Мы, вцепившись друг в друга, тоже задвигались, словно исполняющая фокстрот парочка навеселе.
Стены изогнулись, а потом… потом рухнула разом вся хижина.
Я почти уверена, что орала тогда во все горло.
Когда земля вновь обрела стабильность, оказалось, что радиоприемник все еще играет, а мы с Натаниэлем лежим, прижавшись друг к другу, в остатках дверной рамы.
Вокруг нас кружилась, неторопливо опускаясь, наполнившая морозный воздух пыль.
Я смахнула пыль с его лица.
Руки у меня дрожали.
– Как ты? – спросила я.
– Хуже не бывает, – ответил он.
Его голубые глаза были широко раскрыты, но оба зрачка имели одинаковый размер, так что… Вроде бы он особо не пострадал.
– Ну а как ты?
Прежде чем ответить «лучше не бывает», я, вздохнув, все же мысленно провела инвентаризацию своего тела.
Меня по-прежнему переполнял адреналин, но несомненно я не обмочилась, хотя, признаюсь, и была близка к тому.
– Завтра мне будет больно, но не думаю, что получила какие-то серьезные повреждения.

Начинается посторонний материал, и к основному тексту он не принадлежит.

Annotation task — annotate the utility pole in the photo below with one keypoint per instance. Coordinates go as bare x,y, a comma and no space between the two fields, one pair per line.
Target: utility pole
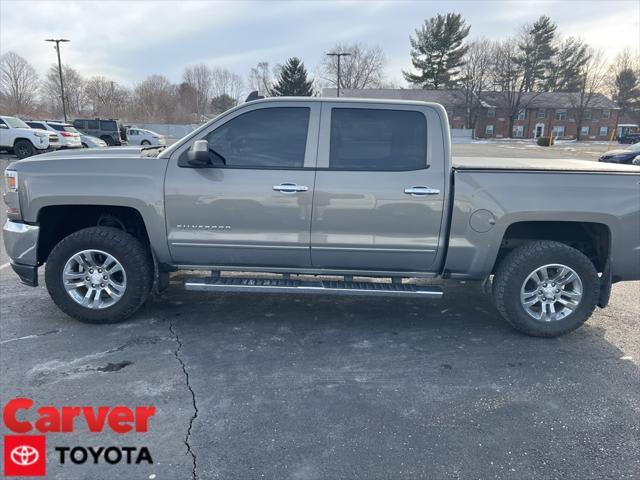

В отличие от нашего жилища.
Он кивнул и вытянул шею, оглядывая полость в развалинах хижины, в которой мы оказались похоронены.
Сквозь щель, где потолочная панель из фанеры упала на остатки дверной фрамуги, пробивался солнечный свет.
С трудом, но мы все же раздвинули либо приподняли часть обломков и выкарабкались наружу.
Если бы я была одна, то я бы… Ну, если бы я была одна, то и в дверь вовремя войти не успела.
Задрожав, несмотря на свитер, я обхватила себя руками.